He said there would be no chance a team would tank for a bonus draft pick because every team would want to play finals rather than deliberately miss September.
Harvey, who is the AFL’s games record holder, said the biggest challenge facing the game was improving the struggling clubs, rather than fixing broken rules or congestion.
“You look at Carlton and you look at Gold Coast who have been the main two teams this year, who have struggled and have had 100-point defeats - that’s probably the only thing wrong with the competition,” Harvey told the Herald Sun.
“Those teams not being able to climb the ladder as quick as everyone else.
“That’s why the priority pick works, and I think if you don’t make the finals for three or four years in a row, bang, you get one.”
Clubs are heavily opposed to the AFL handing out priority picks at the start of the draft order inside the top-five selections.
On Sunday Western Bulldogs coach Luke Beveridge says he would be “disappointed” if the AFL made a shock ruling to hand clubs pre-draft priority picks ahead of his team’s No. 6 draft selection.
“I would be pretty disappointed if these compensation picks come in before us in the draft.

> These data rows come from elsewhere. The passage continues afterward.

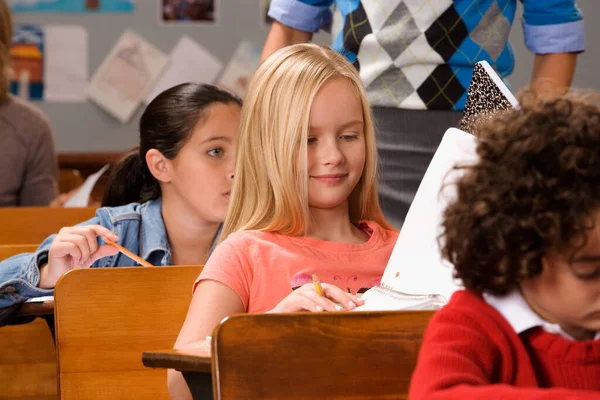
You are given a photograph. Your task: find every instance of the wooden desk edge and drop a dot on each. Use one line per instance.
(189, 360)
(36, 309)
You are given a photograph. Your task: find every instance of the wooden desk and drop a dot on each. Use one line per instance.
(36, 309)
(195, 364)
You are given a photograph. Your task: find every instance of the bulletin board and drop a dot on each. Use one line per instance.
(86, 127)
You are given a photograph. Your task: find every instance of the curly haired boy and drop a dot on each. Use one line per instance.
(524, 236)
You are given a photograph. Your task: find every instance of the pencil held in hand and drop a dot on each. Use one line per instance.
(128, 253)
(317, 284)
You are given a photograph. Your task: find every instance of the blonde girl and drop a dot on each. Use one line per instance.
(304, 199)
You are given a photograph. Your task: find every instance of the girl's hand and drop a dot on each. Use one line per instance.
(75, 247)
(306, 298)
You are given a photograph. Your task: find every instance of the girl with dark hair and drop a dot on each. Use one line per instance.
(523, 235)
(166, 200)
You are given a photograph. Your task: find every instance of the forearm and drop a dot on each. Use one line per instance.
(281, 36)
(553, 73)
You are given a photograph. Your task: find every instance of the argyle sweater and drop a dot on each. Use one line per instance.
(419, 54)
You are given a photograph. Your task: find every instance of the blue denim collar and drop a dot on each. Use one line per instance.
(153, 234)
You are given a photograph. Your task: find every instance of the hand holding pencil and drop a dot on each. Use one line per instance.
(317, 297)
(75, 247)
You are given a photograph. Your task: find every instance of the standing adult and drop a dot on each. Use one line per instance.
(28, 162)
(416, 59)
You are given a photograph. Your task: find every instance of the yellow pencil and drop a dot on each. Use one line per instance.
(317, 284)
(128, 253)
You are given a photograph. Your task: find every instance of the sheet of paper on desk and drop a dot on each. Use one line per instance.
(81, 197)
(190, 62)
(40, 299)
(416, 266)
(66, 65)
(126, 75)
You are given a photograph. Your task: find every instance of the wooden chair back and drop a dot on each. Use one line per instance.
(105, 318)
(27, 362)
(9, 250)
(366, 355)
(69, 179)
(25, 225)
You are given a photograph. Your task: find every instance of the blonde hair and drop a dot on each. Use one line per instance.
(5, 44)
(270, 189)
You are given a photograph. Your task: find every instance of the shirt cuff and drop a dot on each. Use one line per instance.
(300, 16)
(558, 38)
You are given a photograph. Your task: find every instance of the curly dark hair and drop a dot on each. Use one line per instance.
(535, 188)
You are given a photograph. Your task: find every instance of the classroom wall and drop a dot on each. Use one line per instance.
(84, 127)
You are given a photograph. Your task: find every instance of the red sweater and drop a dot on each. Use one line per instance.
(470, 351)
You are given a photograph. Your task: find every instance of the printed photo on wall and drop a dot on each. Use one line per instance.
(27, 62)
(187, 11)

Our demographic as far as youth versus mature age isn’t dissimilar,” he said.
“We are where we are on the ladder and we are building again but who knows how far away that is.
“If there is compensation there, we would hope they are at the back end of the first round or of the variety where you can trade it for mature-age talent.
“We anticipate an extra pick in there between ours and our first pick because of (Tom) Lynch but other than that I would hope there is nothing fresh in there between us and Lynch.”
Melbourne was in 2013 fined $500,000 for tanking in the 2009 season.
Harvey suggested an extra draft choice in between picks 10 and 20, which would be inserted into the draft order once all the non-finalists had received their first selections, would work best.
“It’s a great idea because extra pick is not at the start of the first round, which has been a problem in the past, and it’s not at the end of the first round, it’s right in the middle of the first round of the draft, which is perfect,” Harvey said.
“No one is going to tank to get this extra pick because if you miss finals two years in a row, you still want to play finals because the Bulldogs won a flag from seventh two years ago.
“So you still want to play finals no matter what.”
But Swans’ mastermind Roos said bottom-placed clubs such as Gold Coast and Carlton would benefit more from additional mature-age players.
He said the introduction of free agency had “created a monster” and that the addition of two new expansion teams had “diluted the talent pool”.
“It is not just one thing that you have to change, you have to change the system because it is completely broken, it’s not working,” Roos said on Triple M.
“So to think you can give one extra pick to the bottom-four teams and think that’s going to make a difference is farcical, because if you get that pick wrong, what happens?
“It makes no difference whatsoever.
“You have already given out draft picks hand-over-fist, which hasn’t worked.
“Why wouldn’t we give the bottom teams five extra players and they have to be between 21-24 years old, so you are getting guys from state leagues who have busted their backsides (to play AFL).
“They are going to make difference, they are going to buy into a system.”
HOW IT WOULD WORK
Every club which misses finals receives a draft pick in order.
Then, every club which has missed finals for four-straight seasons receives a bonus pick, starting with the lowest-placed club at No. 11.
Those clubs alternate bonus selections with the finalists’ first picks.
HOW THE 2018 DRAFT WOULD LOOK:
1. Carlton
2. Gold Coast
3. St Kilda
4. Brisbane
5. Fremantle
6. Western Bulldogs
7. Adelaide
8. Essendon
9. North Melbourne
10. Port Adelaide
11. CARLTON (bonus)
12. Geelong
13. GOLD COAST (bonus)
14. Melbourne
15. ST KILDA (bonus)
16. GWS Giants
17. BRISBANE (bonus)
18. Sydney Swans
19. Hawthorn
20. Collingwood
21. West Coast
22. Richmond
* before yesterday’s West Coast — Melbourne game.